Intermediate Econometrics

29th October 2025 - Vincenzo Gioia

Regression Models: Examples

Some uses of regression models:

To predict an individual’s income based on gender, holding other conditions constant (such as education level, age, etc.)
To predict the number of exams taken by a first-year student based on demographic data, income, school background, etc.
To predict the number of claims made by an insured person based on their individual characteristics and past history
To assess whether blood pressure decreases following the administration of a drug, taking individual characteristics into account
To evaluate how mortality in the population varies according to the concentration of air pollutants
To decide whether a credit card payment is fraudulent

Reg. Models: A Common Framework

Framework:

a quantity of interest (income, number of exams, number of claims, blood pressure, mortality, fraudulence): the response (or outcome or dependent variable)
other quantities: the explanatory (independent) variables (also called covariates or regressors)

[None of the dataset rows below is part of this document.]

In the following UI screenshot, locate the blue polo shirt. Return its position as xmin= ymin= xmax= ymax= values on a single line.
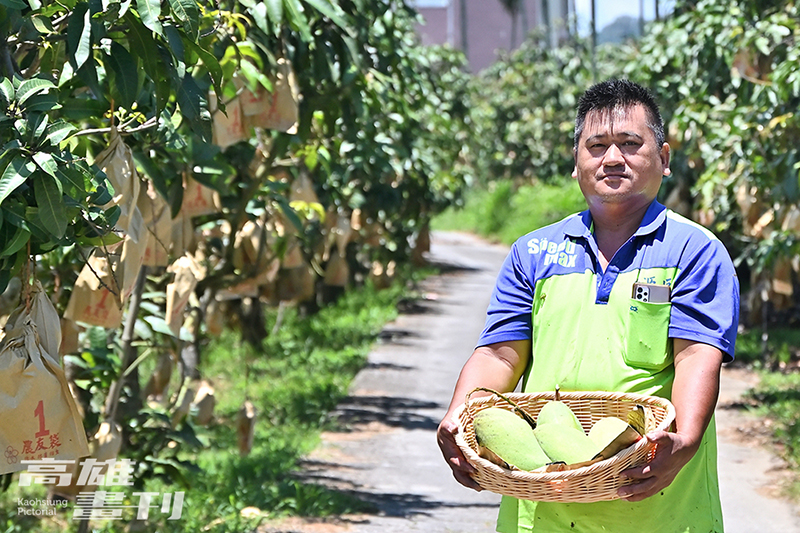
xmin=476 ymin=200 xmax=739 ymax=532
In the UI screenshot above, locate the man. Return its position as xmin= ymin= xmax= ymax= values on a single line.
xmin=436 ymin=79 xmax=739 ymax=532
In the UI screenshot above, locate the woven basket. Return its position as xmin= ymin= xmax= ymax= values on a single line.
xmin=453 ymin=389 xmax=676 ymax=503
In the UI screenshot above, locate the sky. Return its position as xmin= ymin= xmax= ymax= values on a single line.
xmin=573 ymin=0 xmax=676 ymax=35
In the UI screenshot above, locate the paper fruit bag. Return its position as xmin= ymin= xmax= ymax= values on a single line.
xmin=0 ymin=312 xmax=90 ymax=474
xmin=96 ymin=126 xmax=145 ymax=243
xmin=241 ymin=58 xmax=300 ymax=134
xmin=138 ymin=183 xmax=173 ymax=268
xmin=63 ymin=250 xmax=124 ymax=329
xmin=211 ymin=90 xmax=246 ymax=149
xmin=181 ymin=174 xmax=223 ymax=218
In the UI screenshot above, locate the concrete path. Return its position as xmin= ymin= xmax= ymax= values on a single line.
xmin=274 ymin=231 xmax=799 ymax=533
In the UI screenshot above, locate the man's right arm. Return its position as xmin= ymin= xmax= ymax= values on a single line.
xmin=436 ymin=339 xmax=531 ymax=490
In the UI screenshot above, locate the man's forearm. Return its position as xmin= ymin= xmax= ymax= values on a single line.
xmin=670 ymin=338 xmax=724 ymax=450
xmin=442 ymin=340 xmax=531 ymax=422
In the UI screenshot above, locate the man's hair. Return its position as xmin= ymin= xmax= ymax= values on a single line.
xmin=573 ymin=79 xmax=665 ymax=150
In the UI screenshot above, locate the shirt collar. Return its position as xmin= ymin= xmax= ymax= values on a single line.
xmin=564 ymin=200 xmax=667 ymax=239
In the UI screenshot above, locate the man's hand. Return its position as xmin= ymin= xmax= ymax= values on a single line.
xmin=437 ymin=415 xmax=482 ymax=491
xmin=617 ymin=429 xmax=698 ymax=502
xmin=436 ymin=340 xmax=531 ymax=491
xmin=618 ymin=339 xmax=724 ymax=502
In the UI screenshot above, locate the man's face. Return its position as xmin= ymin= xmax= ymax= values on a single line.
xmin=572 ymin=104 xmax=670 ymax=211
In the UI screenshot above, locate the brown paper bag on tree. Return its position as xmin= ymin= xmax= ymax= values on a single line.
xmin=139 ymin=183 xmax=173 ymax=267
xmin=165 ymin=254 xmax=204 ymax=336
xmin=63 ymin=251 xmax=124 ymax=329
xmin=232 ymin=219 xmax=281 ymax=286
xmin=30 ymin=280 xmax=61 ymax=361
xmin=142 ymin=351 xmax=175 ymax=403
xmin=211 ymin=90 xmax=247 ymax=149
xmin=181 ymin=174 xmax=223 ymax=218
xmin=61 ymin=237 xmax=144 ymax=330
xmin=60 ymin=318 xmax=81 ymax=357
xmin=96 ymin=125 xmax=145 ymax=243
xmin=241 ymin=58 xmax=300 ymax=134
xmin=236 ymin=400 xmax=256 ymax=456
xmin=191 ymin=381 xmax=216 ymax=426
xmin=276 ymin=264 xmax=316 ymax=303
xmin=289 ymin=172 xmax=319 ymax=205
xmin=0 ymin=305 xmax=90 ymax=474
xmin=170 ymin=213 xmax=196 ymax=259
xmin=324 ymin=254 xmax=349 ymax=287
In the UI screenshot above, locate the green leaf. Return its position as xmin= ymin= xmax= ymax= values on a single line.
xmin=30 ymin=14 xmax=56 ymax=35
xmin=33 ymin=152 xmax=58 ymax=178
xmin=0 ymin=224 xmax=30 ymax=258
xmin=20 ymin=91 xmax=61 ymax=113
xmin=0 ymin=156 xmax=34 ymax=206
xmin=67 ymin=5 xmax=93 ymax=70
xmin=34 ymin=175 xmax=67 ymax=238
xmin=265 ymin=0 xmax=283 ymax=29
xmin=163 ymin=24 xmax=187 ymax=79
xmin=251 ymin=2 xmax=270 ymax=35
xmin=107 ymin=42 xmax=140 ymax=108
xmin=60 ymin=98 xmax=109 ymax=120
xmin=56 ymin=167 xmax=89 ymax=198
xmin=45 ymin=120 xmax=78 ymax=146
xmin=283 ymin=0 xmax=312 ymax=41
xmin=302 ymin=0 xmax=349 ymax=32
xmin=27 ymin=112 xmax=48 ymax=144
xmin=76 ymin=232 xmax=123 ymax=247
xmin=0 ymin=0 xmax=27 ymax=8
xmin=126 ymin=12 xmax=170 ymax=112
xmin=168 ymin=0 xmax=200 ymax=40
xmin=0 ymin=78 xmax=13 ymax=110
xmin=176 ymin=73 xmax=210 ymax=140
xmin=15 ymin=78 xmax=55 ymax=107
xmin=182 ymin=37 xmax=223 ymax=100
xmin=277 ymin=196 xmax=303 ymax=232
xmin=136 ymin=0 xmax=163 ymax=34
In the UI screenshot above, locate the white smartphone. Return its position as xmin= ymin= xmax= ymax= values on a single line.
xmin=631 ymin=282 xmax=671 ymax=303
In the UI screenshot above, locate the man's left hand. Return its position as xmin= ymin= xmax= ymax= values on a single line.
xmin=616 ymin=429 xmax=698 ymax=502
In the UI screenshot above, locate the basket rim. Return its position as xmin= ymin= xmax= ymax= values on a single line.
xmin=453 ymin=389 xmax=676 ymax=481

Question: the first is related to the latter, and, if so, how?

Note

The latter (covariates) are of practical interest only insofar as they are connected to the first (outcome)

Reg. Models: Goals

Predictive

Obtain a tool for predicting the value of the variable of interest given the values of the explanatory variables (e.g., because these are easier to measure or can be observed in advance with respect to the response)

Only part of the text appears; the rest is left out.